Phantastik-Couch Rezension vonSep 2010

Sex in Narnia oder Harry Potter im Delirium

Quentin Coldwater ist hochintelligent und unglücklich. Er steht kurz vor dem Abschluss der High School. Er ist besessen von einer Romanserie über die Abenteuer von fünf Kindern in einem magischen Land namens Fillory, die er bereits in seiner Kindheit gelesen hat. Im Vergleich dazu erscheint ihm die reale Welt trist und farblos. Sein Leben ändert sich, als er wie durch ein Wunder zu einer geheimen Zauberschule nördlich von New York, dem Brakebill College, gelangt. Bei seiner Ausbildung zum Zauberer muss Quentin feststellen, dass Magie allein ihm auch nicht das erhoffte Glücksgefühl oder spannende Abenteuer bringt. Nach der Ausbildung machen er und seine ebenfalls gelangweilten Freunde eine erstaunliche Entdeckung: Fillory existiert wirklich.

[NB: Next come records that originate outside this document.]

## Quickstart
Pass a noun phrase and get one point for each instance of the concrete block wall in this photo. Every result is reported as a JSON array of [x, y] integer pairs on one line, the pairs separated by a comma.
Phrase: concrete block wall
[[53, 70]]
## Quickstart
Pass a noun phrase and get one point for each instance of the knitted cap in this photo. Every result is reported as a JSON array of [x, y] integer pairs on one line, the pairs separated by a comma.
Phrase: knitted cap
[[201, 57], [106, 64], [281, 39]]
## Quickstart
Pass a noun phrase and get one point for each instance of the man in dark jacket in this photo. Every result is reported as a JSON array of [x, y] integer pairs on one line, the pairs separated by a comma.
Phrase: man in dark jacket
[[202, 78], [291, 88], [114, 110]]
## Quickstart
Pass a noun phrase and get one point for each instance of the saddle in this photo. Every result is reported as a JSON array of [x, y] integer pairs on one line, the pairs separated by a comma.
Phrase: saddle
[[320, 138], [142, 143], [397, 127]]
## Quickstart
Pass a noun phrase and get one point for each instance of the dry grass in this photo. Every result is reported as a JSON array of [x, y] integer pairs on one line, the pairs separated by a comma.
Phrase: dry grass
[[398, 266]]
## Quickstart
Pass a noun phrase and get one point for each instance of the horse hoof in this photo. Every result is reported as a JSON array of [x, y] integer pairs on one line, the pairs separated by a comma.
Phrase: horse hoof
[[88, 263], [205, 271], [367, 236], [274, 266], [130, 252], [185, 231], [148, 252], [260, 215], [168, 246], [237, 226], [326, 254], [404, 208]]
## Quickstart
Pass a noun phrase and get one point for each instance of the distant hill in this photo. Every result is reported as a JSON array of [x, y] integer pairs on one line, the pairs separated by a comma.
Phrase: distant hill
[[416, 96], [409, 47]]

Vieles in diesem Buch erinnert stark an moderne Klassiker wie "Die Chroniken von Narnia" oder "Harry Potter". Dennoch ist "Fillory - Die Zauberer" weit davon entfernt, lediglich ein Plagiat dieser beiden Werke zu sein. Lev Grossman ist redlich bemüht, dem Leser eine sehr eigenständige Abwandlung dieser Klassiker für Erwachsene zu liefern. In Punkto Eigenständigkeit ist ihm das sicher gelungen. Die Bemühungen hinsichtlich der Zielgruppe, nämlich den Erwachsenen, liegen im Wesentlichen im Hinzufügen von Sex, Alkohol, Drogen, komplizierten Wörtern und vulgärer Ausdrucksweise. Das Resultat wirkt eher pubertär als erwachsen.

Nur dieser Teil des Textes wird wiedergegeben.